I awoke around 5am this morning in Freeport, Maine. Yesterday was a long 14-hour day of discovery as we drove from Maryland to Maine via Pennsylvania, New Jersey, New York, Connecticut, Massachusetts, and New Hampshire. We were all very tired when we arrived in Maine and we were long in bed before much of the world welcomed the new year.

This is my first posting of 2012 and the second dispatch from the Great White North, which so far is not very white at all. We were on the road by 7am passing all the highway signs warning of snow and urging drivers to take it slow. But no snow! There was a heavy frost on the ground as we set out, and the bridges were a bit icy, but the ground across Maine and New Brunswick is bare . . . and very little ice in the rivers and ponds. Certainly not what one expects to find in early January. This being both a holiday and a Sunday, there was very little traffic on the roads and so we were able to make very good time. We passed through Bangor at 9am, and less than an hour later we were walking along Main Street in Ellsworth, the gateway to Acadia National Park and Downeast Maine. During the summers this area is clogged with tourist traffic and I usually keep my distance. Today it was very quiet . . . . and an absolutely delightful place to stretch our legs.

Our morning’s journey took us across Downeast Maine on US Route 1 and as we drove I regaled my fellow passengers with John Steinbeck’s descriptions of the area when he passed this way in the autumn of 1960, and which he later recounted in Travels With Charley. We passed Kilkenny Cove, at the head of Frenchman’s Bay, and admired the hills of Mount Desert Island and the Schoodic Peninsula in the distance. Despite signs to the contrary, just about everything along the road was closed and shuttered tight for the season, including Ruth and Wimpy’s lobster pound, the home of Wilbur the Lobster. We continued past several Washington County villages and headwaters, passing a very small church in Sullivan, until we finally arrived among the blueberry barrens near Machias, and the tidal flats of Cobscook at the far eastern extremity of the continental United States.

Around noon the sun disappeared for the rest of the day with a light mist in the air. Just like yesterday! A good time to stop for lunch at an old favorite - the New Friendly Restaurant, in Perry, Maine. I enjoyed a bowl of fresh fish chowder, the fish & chips plate (so much for the New Year’s Resolution), and an endless glass of root beer.
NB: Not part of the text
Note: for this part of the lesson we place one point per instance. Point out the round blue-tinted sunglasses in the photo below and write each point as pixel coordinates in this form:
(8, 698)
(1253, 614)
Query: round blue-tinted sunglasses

We crossed into Canada at Calais/St. Stephen and immediately lost an hour as we entered Atlantic Standard Time. Bad enough that we have such a long trip, but 2pm suddenly became 3pm and we still had to drive across the entire width of New Brunswick and a goodly portion of Nova Scotia. Michael and I explored the edge of the Bay of Fundy back in August and so we did not tarry today; it was once again time to put miles, or I should say kilometers, behind us. The mist thickened as we drove through Saint John and dusk descended upon us accompanied by bands of snow showers as we approached Moncton. More snow, some of it heavy, fell as we crossed the Cobequib Pass, but we quickly ran out of it as we approached Truro and finally turned south toward Halifax.

We arrived here around 8:45pm local time. Another long day on the road. We dropped Spencer and Anna off at her apartment and we have checked into the Lord Nelson Hotel. Thankfully, we will be here for a few days and I am anxious to explore more of the city that I was first introduced to last summer. And to properly welcome the New Year, I am going to go to the lounge off the lobby for a couple cold brews before turning in. Oh, Canada!